Background and objective: Patients who require multidisciplinary intensive care after cardiac surgery have a poor prognosis. The aim was to investigate factors in the mortality of this group of patients at 6 months.
Methods: A retrospective analysis was made of the 6-month mortality rate in 301 adults who required admission to a multidisciplinary intensive care unit following cardiac surgery from 1991 to 1997. Mortality was correlated with clinical and patient characteristic variables.
Results: The intensive care mortality rate was 34% and at 6 months after patients' discharge from intensive care it was 51%. There were positive correlations with death at 6 months for ventricular failure (odds ratio of death 3.4, P = 0.002), sepsis (odds ratio 3.0, P = 0.004) and age over 80 yr (odds ratio of death 9.2, P = 0.034).
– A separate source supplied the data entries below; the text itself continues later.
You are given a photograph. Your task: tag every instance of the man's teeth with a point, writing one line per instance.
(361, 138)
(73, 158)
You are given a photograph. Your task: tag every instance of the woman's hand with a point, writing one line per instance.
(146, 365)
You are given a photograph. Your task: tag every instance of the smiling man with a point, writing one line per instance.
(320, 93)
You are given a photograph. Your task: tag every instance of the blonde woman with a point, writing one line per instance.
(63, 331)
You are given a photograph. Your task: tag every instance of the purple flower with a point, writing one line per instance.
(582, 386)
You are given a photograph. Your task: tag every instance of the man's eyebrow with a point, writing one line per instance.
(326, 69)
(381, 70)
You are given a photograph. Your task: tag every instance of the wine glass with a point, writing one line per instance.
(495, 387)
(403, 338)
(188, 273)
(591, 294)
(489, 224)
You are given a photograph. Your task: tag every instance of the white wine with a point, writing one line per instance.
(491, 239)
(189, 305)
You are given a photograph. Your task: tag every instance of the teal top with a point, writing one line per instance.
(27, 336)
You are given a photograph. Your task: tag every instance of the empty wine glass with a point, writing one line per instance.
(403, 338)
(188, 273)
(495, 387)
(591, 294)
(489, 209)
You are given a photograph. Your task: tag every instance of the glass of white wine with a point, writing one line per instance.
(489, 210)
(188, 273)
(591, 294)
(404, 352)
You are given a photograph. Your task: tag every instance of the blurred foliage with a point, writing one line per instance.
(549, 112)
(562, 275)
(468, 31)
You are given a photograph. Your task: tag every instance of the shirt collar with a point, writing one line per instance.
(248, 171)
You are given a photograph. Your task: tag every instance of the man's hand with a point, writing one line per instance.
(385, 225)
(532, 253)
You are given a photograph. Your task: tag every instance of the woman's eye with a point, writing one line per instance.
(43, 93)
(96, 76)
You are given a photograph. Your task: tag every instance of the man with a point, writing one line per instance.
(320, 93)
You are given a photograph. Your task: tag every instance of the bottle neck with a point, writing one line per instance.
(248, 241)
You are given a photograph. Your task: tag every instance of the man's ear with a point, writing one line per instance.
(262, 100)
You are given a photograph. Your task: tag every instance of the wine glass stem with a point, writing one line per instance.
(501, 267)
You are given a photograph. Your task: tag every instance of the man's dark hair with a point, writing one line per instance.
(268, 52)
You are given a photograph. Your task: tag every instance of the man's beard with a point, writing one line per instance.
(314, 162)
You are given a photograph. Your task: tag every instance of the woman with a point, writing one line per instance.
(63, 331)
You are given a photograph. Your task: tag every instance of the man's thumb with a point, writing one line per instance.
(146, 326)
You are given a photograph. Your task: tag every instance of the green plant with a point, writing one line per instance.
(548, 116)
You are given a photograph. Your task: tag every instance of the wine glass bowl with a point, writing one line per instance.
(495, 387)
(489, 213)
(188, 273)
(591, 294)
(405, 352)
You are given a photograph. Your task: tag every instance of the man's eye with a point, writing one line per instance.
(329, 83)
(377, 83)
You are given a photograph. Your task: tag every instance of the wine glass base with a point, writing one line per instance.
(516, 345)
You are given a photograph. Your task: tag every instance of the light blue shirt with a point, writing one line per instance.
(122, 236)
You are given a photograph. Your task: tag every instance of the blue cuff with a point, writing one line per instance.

Patients who had undergone isolated coronary artery graft surgery (odds ratio of death 0.28, P = 0.036) or thoracic surgery (odds ratio of death 0.22, P = 0.042) had better 6-month outcomes. Patients with respiratory or renal failure in the absence of ventricular failure or sepsis had a 6-month mortality rate of 36%; but the lower mortality rate did not achieve statistical significance.
Conclusions: The 6-month mortality rate of 51% in a group of patients requiring multidisciplinary intensive care after cardiac surgery is consistent with previous studies; mortality was particularly high in extreme old age and in patients referred with sepsis or ventricular failure. Those patients with uncomplicated respiratory or renal failure had a better outcome than the group as a whole.